By Edvard Pettersson
Jan. 7 (Bloomberg) -- Arizona rivers are flowing for the first time in seven years after winter storms provided some relief to the drought-stricken U.S. Southwest.
The Salt River Project, which operates dams and power plants in the Phoenix region, was able to release water in the river that runs through Phoenix for the first time since 1998, spokesman Scott Harelson said in a telephone interview.
``We're experiencing our first above-average precipitation since the winter of 1997-1998,'' Harelson said. ``Some of our reservoirs are running out of capacity and we have been spilling water in the normally dry river bed.''
The drought that has plagued Arizona, Nevada and other states in the Southwest, has diminished the flow into the Colorado River, which supplies water to fast-growing communities in Southern California as well as to Las Vegas and Phoenix. Hydropower production along the Colorado River has also been reduced because of the drought.
The storms of the last two weeks have brought about five times the normal amount of rainfall to parts of western Arizona, said Michael Hayes, a climate-impact specialist at the National Drought Mitigation Center at the University of Nebraska.
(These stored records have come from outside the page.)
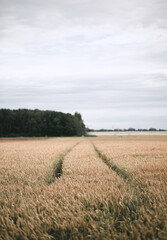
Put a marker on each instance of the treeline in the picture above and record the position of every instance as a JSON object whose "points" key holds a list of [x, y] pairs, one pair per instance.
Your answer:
{"points": [[28, 123], [125, 130]]}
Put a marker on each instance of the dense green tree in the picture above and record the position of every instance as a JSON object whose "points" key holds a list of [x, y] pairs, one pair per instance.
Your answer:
{"points": [[24, 122]]}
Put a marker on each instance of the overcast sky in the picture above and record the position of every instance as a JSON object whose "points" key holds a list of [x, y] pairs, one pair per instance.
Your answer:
{"points": [[106, 59]]}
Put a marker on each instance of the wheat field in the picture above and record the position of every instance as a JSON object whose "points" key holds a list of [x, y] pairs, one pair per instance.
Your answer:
{"points": [[109, 187]]}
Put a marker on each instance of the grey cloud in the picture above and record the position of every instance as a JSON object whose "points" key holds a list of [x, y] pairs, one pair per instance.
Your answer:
{"points": [[106, 59]]}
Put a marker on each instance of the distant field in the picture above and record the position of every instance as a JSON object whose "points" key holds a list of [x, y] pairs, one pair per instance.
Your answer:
{"points": [[108, 187]]}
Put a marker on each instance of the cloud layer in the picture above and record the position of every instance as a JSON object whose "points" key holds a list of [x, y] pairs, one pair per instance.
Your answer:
{"points": [[105, 59]]}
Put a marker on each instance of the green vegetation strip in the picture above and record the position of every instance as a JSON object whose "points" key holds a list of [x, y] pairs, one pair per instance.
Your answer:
{"points": [[121, 172], [57, 170]]}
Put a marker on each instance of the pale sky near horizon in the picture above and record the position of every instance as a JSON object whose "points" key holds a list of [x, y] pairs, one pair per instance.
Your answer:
{"points": [[106, 59]]}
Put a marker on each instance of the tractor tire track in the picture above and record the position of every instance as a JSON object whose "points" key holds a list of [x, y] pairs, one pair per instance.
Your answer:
{"points": [[56, 169]]}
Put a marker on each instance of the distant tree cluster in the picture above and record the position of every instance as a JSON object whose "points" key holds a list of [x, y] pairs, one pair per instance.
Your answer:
{"points": [[25, 122], [124, 130]]}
Rainfall in eastern Arizona is still below average and the storms may have little long-term impact on the drought, he said.
``Of course, it can't do anything but help the situation we've had in the Southwest for the past five to seven years,'' Hayes said in a telephone interview. ``But we will have to see whether Lake Mead and Lake Powell, the biggest reservoirs along the Colorado, are going to get some replenishments from the storms.''
Snow, Rain, Mudslides
A low-pressure system off the coast of California sent storms through the state over the past week, bringing snow and rain and closing roads, causing mudslides and knocking out power.
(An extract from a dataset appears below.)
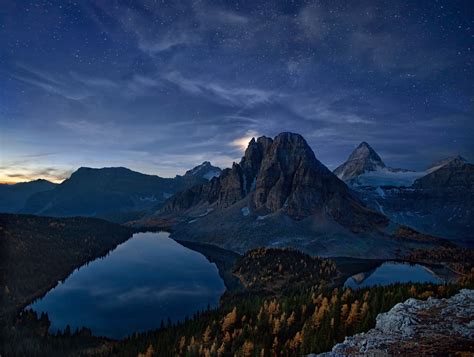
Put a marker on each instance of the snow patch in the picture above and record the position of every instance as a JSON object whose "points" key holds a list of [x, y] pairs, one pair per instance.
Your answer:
{"points": [[387, 177]]}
The Colorado River reservoirs get most their water from snowfall further to the north, in Utah and Colorado, while most of the rain has been falling to the west, in California, and in Arizona, Hayes said. Climate experts have no sure ways of knowing how many years of above-average rain it might take for the region to completely recover from the years of drought.
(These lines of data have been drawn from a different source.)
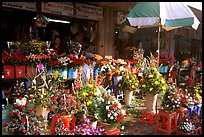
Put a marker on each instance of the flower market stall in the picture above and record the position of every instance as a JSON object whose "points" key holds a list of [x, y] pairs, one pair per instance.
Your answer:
{"points": [[46, 104]]}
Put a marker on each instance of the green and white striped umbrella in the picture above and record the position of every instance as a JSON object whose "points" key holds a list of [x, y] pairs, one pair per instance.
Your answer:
{"points": [[170, 14], [166, 15]]}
``When the Missouri basin fell to record-low levels in the late 80s and early 90s, people said it might take as much as 10 years to recover,'' Hayes said. ``It turned out that it was replenished in one very rainy year.''
In Arizona, some of the biggest reservoirs are still below capacity. The Theodore Roosevelt Lake, the biggest in the Salt Water Project's system, was still at only 41 percent of capacity after the storms, Harelson said. That was up from as low as 33 percent of capacity two weeks ago, he said.